How to know what to check-in

This is probably a very basic question, but those are always the tough ones to find answers.  New to Inventor/Vault, not new to CAD/PDM.  Vault Basic, 2013.  Making a whole bunch of new parts, but as far as I can tell, there's no good way to know what you've made unless you keep a list to the side.  Am I missing something?  How do I know what I need to check in when I want to check it all in?  Thanks!

 

fyi: I am making my parts from within Inventor first and saving to my work location on the HDD, is that my process problem? In the PTC Intralink days you would build within your "workspace" so you always knew what you had made and what needed to be checked in, but I don't really see that as a method with Vault Basic.

 

--Scott

Scott G.

Using Inventor 2013/2014 and Vault Basic since 2012
Using Simulation Flow 360 since 2013 (sparingly, bear with me please)
6 years Solidworks (v2006-v2010)
10 years Pro-Engineer (v13-WF2) w/ Intralink (2.0-3.0) w/ Pro/Mechanica
2 years of Mechanical Desktop
AutoCAD since R12
First professional CAD: DrafixCAD
4 REPLIES 4
Message 2 of 5
rantisong
in reply to: sgold

If you have installed Vault Add-in with Inventor, you can new a Vault project in Inventor, so that the file can be managed by Vaut. After that, while you work with your design, there will be a Vault brower, which can help you understand which files have been checked in and which are not.

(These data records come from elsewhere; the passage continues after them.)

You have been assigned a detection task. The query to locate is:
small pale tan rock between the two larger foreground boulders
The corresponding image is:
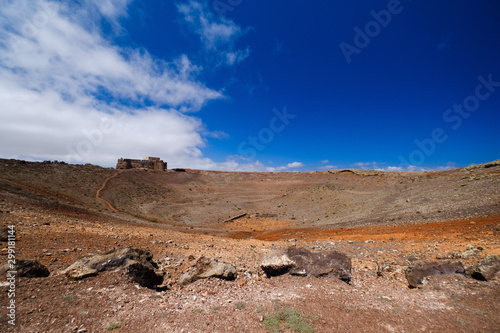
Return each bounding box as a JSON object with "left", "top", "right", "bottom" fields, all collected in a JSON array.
[{"left": 178, "top": 257, "right": 237, "bottom": 285}]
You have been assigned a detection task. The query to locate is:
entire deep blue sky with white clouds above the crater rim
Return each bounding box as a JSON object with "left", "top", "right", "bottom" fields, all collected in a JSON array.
[{"left": 0, "top": 0, "right": 500, "bottom": 171}]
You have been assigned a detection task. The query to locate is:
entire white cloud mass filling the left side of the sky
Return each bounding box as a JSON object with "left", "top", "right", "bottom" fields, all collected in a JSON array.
[{"left": 0, "top": 0, "right": 295, "bottom": 171}]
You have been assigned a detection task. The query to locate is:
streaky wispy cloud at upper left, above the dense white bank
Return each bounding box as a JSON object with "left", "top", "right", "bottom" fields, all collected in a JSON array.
[{"left": 0, "top": 0, "right": 223, "bottom": 111}]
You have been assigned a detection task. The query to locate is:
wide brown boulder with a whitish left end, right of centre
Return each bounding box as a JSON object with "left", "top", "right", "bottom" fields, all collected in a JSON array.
[{"left": 261, "top": 247, "right": 351, "bottom": 283}]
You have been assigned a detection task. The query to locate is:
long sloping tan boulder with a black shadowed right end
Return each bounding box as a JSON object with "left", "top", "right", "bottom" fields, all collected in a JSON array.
[{"left": 63, "top": 247, "right": 164, "bottom": 288}]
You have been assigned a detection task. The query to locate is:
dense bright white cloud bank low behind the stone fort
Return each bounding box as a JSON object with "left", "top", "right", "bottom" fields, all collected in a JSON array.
[{"left": 0, "top": 70, "right": 204, "bottom": 166}]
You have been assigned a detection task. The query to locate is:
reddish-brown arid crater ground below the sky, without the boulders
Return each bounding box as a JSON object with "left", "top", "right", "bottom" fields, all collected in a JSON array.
[{"left": 0, "top": 160, "right": 500, "bottom": 333}]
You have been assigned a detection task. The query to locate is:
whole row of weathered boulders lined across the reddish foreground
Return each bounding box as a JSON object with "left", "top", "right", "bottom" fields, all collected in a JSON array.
[{"left": 0, "top": 247, "right": 500, "bottom": 288}]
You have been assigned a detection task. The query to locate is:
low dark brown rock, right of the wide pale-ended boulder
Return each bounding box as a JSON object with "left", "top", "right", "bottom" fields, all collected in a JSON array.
[{"left": 405, "top": 261, "right": 465, "bottom": 288}]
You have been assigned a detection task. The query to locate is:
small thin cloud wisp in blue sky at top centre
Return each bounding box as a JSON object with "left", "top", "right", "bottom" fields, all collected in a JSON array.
[{"left": 177, "top": 0, "right": 250, "bottom": 66}]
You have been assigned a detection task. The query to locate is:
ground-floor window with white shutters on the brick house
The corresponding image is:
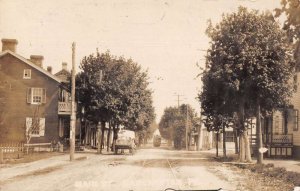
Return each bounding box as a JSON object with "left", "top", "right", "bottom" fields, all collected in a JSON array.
[{"left": 26, "top": 117, "right": 45, "bottom": 137}]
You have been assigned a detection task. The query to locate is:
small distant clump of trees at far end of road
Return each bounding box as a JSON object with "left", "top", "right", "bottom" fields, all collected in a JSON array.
[{"left": 159, "top": 104, "right": 199, "bottom": 149}]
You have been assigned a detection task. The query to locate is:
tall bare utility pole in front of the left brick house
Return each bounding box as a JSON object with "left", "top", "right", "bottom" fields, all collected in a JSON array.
[{"left": 70, "top": 42, "right": 76, "bottom": 161}]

Meanwhile, if you try to close the file without checkin, there will be a message to remender you to check the design back to Vault, so you will not forget to upload your design to the server.

 

AA.jpg

 

Hope this is helpful.

 

Thanks,

-Frank

 

Vault 2013 Wiki help is ALIVE !
Message 3 of 5
sgold
in reply to: rantisong

Yes, helpful that I didn't know I could change the tree on the left to show the Vault.  What I am finding is that if I make a new file from within Inventor though, it does not always ask me to check in.  And, what if I don't want to check in at this time, perhaps I have more edits to make and such, so checking in extra times in undesirable.  

 

Looks like the more advanced Vault has some sort of comparison tool, but looks like that was completely overlooked (or someone decided that it was "good marketing" to leave out that feature to force us to upgrade to fancier unecessary version)  in the Vault Basic.  

 

Geez, already getting on my soapbox in my 2nd post, sorry folks.

 

--Scott

Scott G.

Using Inventor 2013/2014 and Vault Basic since 2012
Using Simulation Flow 360 since 2013 (sparingly, bear with me please)
6 years Solidworks (v2006-v2010)
10 years Pro-Engineer (v13-WF2) w/ Intralink (2.0-3.0) w/ Pro/Mechanica
2 years of Mechanical Desktop
AutoCAD since R12
First professional CAD: DrafixCAD
Message 4 of 5
Lance127
in reply to: sgold

In a multi-user envirnment the work flow can (usually?) looks like this;

 

1. Statart a new file

2. Save new file in Vault workspace on you HD with appropriate name

3. Check blank file in leaving checked out to you.

4. Do creation type stuff

 

This prevents multiple people from trying to create the exact same part or any confusion on the file names. it would also take care of the asking to check in issue.

 

As far as showing what is up to date between your hard drive and Vault, that functionality is in Vault Basic.


Lance W.
Inventor Pro 2013 (PDS Ultimate)
Vault Pro 2013
Windows 7 64
Xeon 2.4 Ghz 12GB
Message 5 of 5
swalton
in reply to: sgold

Vault (basic) does not manage the workspace like Intralink/Windchill.  It only tracks files that have been added to the Vault server.  Anything else, it ignores.

 

Autodesk has not provided a tool to find any files in a workspace that are not in vault.  I bet it is possible to write a utility that compares the list of files in a directory structure and the list of all files in vault: I have not done so.  It might take a while to run, my workspace has 15k files in it.  This is after running the workspace sync tool.

 

If you can perform a search with Windows to find all files that are not read only, that may give you the info that you need.